In both the dance and the band, there are at least two components (gene and environmental factors) that come together in coordination. Further, over time they become more coordinated, just as environmental effects on genes accumulate over time. Finally, both metaphors emphasize that humans have agency — they can actively shape their health through their behaviors.


The group pilot tested these metaphors and found a decrease in fatalistic beliefs about genes. People who were exposed to these metaphors tended to feel less like having a disposition meant they would definitely end up with the disease than those participants who hadn’t encountered them. If these metaphors can help people understand that they can influence their health, they’ll hopefully be more likely to make health-promoting decisions (though that’s another assumption that needs to be tested!). Overall, public health messages that are based in evidence — research that reveals how people actually respond to different methods — can make a big help in improving out health.

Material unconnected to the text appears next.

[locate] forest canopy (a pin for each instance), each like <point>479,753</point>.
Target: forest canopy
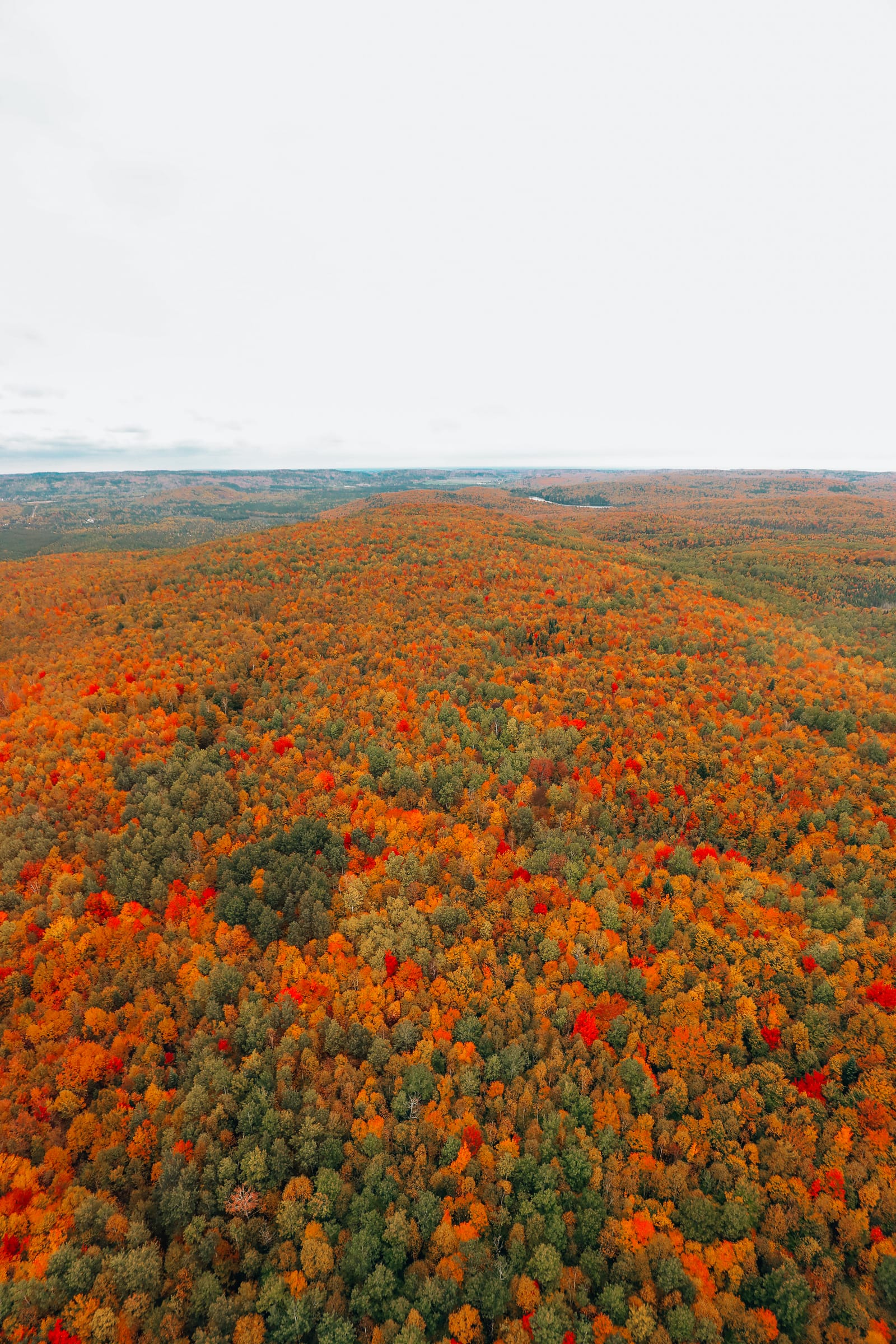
<point>448,921</point>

What makes identical twins different?

Twins are fascinating, and identical twins even more so. Even though they have almost the same DNA (not quite exact), they’re quite different people, especially as they get older. My little sisters are identical twins, and that statement couldn’t be more true of them: E tends to be an anxious ball of knots, O tends to float calmly through life; E likes to party, O likes tranquil nights in; E prefers blue clothing, O prefers orange. While I do think that some of this differentiation is an intentional result of frustration that they’re often viewed as a single entity, “the twins,” I also know that other differences are natural. A common topic that twins are often studied to investigate is whether nature (genes) or nurture (environment) has a greater role in determining who we become. For many traits, researchers even quantify the percentage of variation in the phenotype that arises from each factor independently and from an interaction between the two.

The twins in my life, who have inspired my curiosity time and time again
The twins in my life, who have inspired my curiosity time and time again

A study of genetically identical mice summarized here found that identical mice who were placed in enriched environments (containing multiple levels, lots of tubes, multiple water spots, nesting boxes, and such) became quite different, and their individuality increased over time. Instead of attributing such differences to genetics or environment alone, the researchers argued that the key factor in determining the mice traits was the how they experienced the environment they were in, the context of their experiences in a certain environment.

The researchers hypothesized that epigenetics may be an explanation for the variability in identical twins. Epigenetic changes are alterations in the genome that aren’t caused by changes in the DNA sequence. In many cases, some aspect of an organism’s environment causes certain genes to become “turned on,” or activated, so that two individuals with the same nucleotide sequence actually exhibit different phenotypes. Epigenetic changes show that examining a DNA sequence alone won’t reveal everything about an individual. Instead, the context provided by environment will cause some genes to be silenced while others are activated.

For me, the message to take away from this study is one that manifests often. When we try to isolate causes and effects, thereby omitting the larger context, our conclusions are too simplistic and under-informed. But when we do look at phenomena in the true context in which they occur (or as much of that context as we can), we arrive at the most comprehensive understanding possible.